On 05/14, Andrii Nakryiko wrote:
> On Thu, May 14, 2020 at 10:33 AM <sdf@google.com> wrote:
> >
> > On 05/13, Andrii Nakryiko wrote:

[...]

> > > + * void bpf_ringbuf_submit(void *data)
> > > + *   Description
> > > + *           Submit reserved ring buffer sample, pointed to by  
> *data*.
> > > + *   Return
> > > + *           Nothing.
> > Even though you mention self-pacing properties, would it still
> > make sense to add some argument to bpf_ringbuf_submit/bpf_ringbuf_output
> > to indicate whether to wake up userspace or not? Maybe something like
> > a threshold of number of outstanding events in the ringbuf after which
> > we do the wakeup? The default 0/1 preserve the existing behavior.
> >
> > The example I can give is a control plane userspace thread that
> > once a second aggregates the events, it doesn't care about millisecond
> > resolution. With the current scheme, I suppose, if BPF generates events
> > every 1ms, the userspace will be woken up 1000 times (if it can keep
> > up). Most of the time, we don't really care and some buffering
> > properties are desired.

> perf buffer has setting like this, and believe me, it's so confusing
> and dangerous, that I wouldn't want this to be exposed. Even though I
> was aware of this behavior, I still had to debug and work-around this
> lack on wakeup few times, it's really-really confusing feature.
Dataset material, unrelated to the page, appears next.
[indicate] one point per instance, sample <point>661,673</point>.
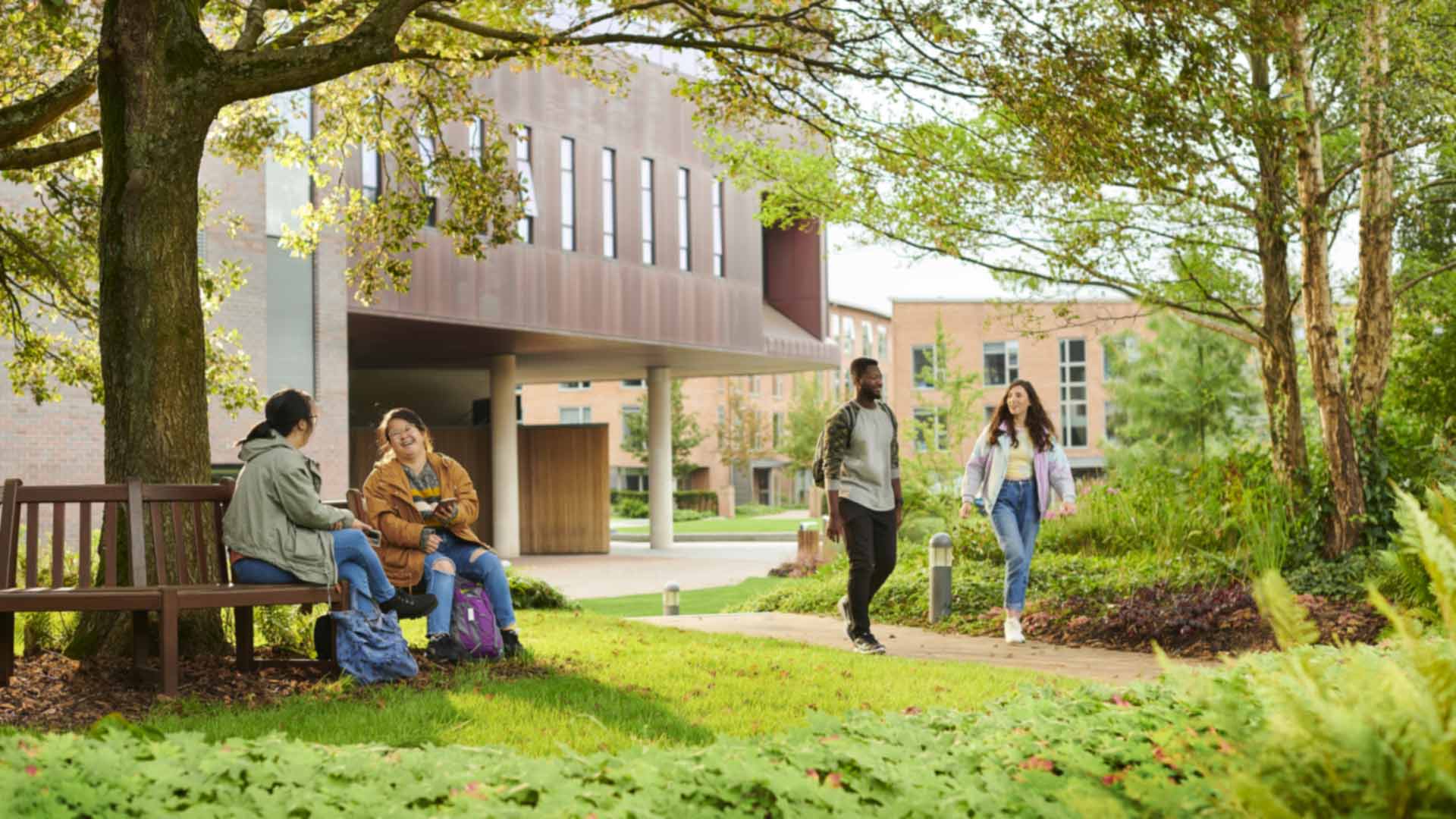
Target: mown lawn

> In your case, though, why wouldn't user-space poll data just once a
> second, if it's not interested in getting data as fast as possible?
If I poll once per second I might lose the events if, for some reason,
there is a spike. I really want to have something like: "wakeup
userspace if the ringbuffer fill is over some threshold or
the last wakeup was too long ago". We currently do this via a percpu
cache map. IIRC, you've shared on lsfmmbpf that you do something like
that as well.

So I was thinking how I can use new ringbuff to remove the unneeded
copies and help with the reordering, but I'm a bit concerned about
regressing on the number of wakeups.

Maybe having a flag like RINGBUF_NO_WAKEUP in bpf_ringbuf_submit()
will suffice? And if there is a helper or some way to obtain a
number of unconsumed items, I can implement my own flushing policy.